[quoted text, click to view] >
> | I have several collections like Friends: Men (collection of
> | Man:IPerson), Women (collection of Woman:IPerson), Artists (collection
> | of Artist:IPerson), and so on; all of them derive from
> | ReadOnlyCollection<T>
>
>
> Why are you deriving from ReadOnlyCollection<T> ? It is only a read-only
> wrapper class that has to take a list that implements IList<T>. Unless you
> are planning on adding extra list functionality, there really is no need to
> derive from generic list classes; all you need is usually in the class as it
> stands.
>
Deriving from ReadOnlyCollection was based on the prospective use of
the collections: they populate themselves (from the data tier) and
should be ReadOnly fpr their consumers, that's the reason for using the
wrapper instead of IList<T>
[quoted text, click to view] > | Now I need these collections to show certain behavior and present
> | themselves thorough an interfase named IGroupOfPeople, like:
> |
> | interfase IGroupOfPeople: IEnumerable<IPerson>
> | {
> | void SayHi();
> | int AverageHeight {get;}
> | }
> |
> | now, the collections will implement the interfase IGroupOfPeople, and
> | therefore they must provide the GetEnumerator<IPerson>.
>
> This is bad design.

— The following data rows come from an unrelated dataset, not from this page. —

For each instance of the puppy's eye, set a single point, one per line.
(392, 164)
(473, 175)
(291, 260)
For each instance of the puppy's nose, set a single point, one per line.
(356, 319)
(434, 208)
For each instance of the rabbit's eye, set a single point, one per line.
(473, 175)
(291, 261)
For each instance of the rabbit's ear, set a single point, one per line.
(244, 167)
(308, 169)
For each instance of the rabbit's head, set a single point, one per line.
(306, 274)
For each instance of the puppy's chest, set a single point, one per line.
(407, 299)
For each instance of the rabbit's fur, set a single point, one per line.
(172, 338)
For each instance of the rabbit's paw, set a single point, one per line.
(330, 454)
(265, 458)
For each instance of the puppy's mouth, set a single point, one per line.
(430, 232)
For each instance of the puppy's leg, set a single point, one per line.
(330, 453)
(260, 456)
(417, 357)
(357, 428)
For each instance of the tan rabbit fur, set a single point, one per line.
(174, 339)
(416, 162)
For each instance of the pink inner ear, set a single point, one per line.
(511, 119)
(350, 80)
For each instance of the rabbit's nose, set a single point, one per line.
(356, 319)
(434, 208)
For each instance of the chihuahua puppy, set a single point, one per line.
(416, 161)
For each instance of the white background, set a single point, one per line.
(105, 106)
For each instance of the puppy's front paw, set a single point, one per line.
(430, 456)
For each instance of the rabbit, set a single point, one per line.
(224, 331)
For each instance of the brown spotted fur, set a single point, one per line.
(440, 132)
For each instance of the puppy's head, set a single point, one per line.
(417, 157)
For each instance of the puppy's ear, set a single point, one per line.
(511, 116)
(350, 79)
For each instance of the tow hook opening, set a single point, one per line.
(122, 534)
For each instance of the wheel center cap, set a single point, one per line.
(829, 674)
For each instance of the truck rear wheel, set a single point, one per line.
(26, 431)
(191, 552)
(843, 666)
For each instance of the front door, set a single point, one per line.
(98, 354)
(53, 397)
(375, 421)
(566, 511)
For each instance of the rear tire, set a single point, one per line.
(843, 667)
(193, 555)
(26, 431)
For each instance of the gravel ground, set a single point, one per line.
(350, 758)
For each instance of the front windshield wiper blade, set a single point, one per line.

You should keep the IEnumerable behaviour separate from
> any "group" behaviour.
>
I don't understand where is the "badness": consumers accessing objects
that implement IGroupOfPeople will be only interested in enumerating
its members (IPersons), I thought that the cleanest way is to just
expose the IEnumerable<IPerson> interfase, is there a better way?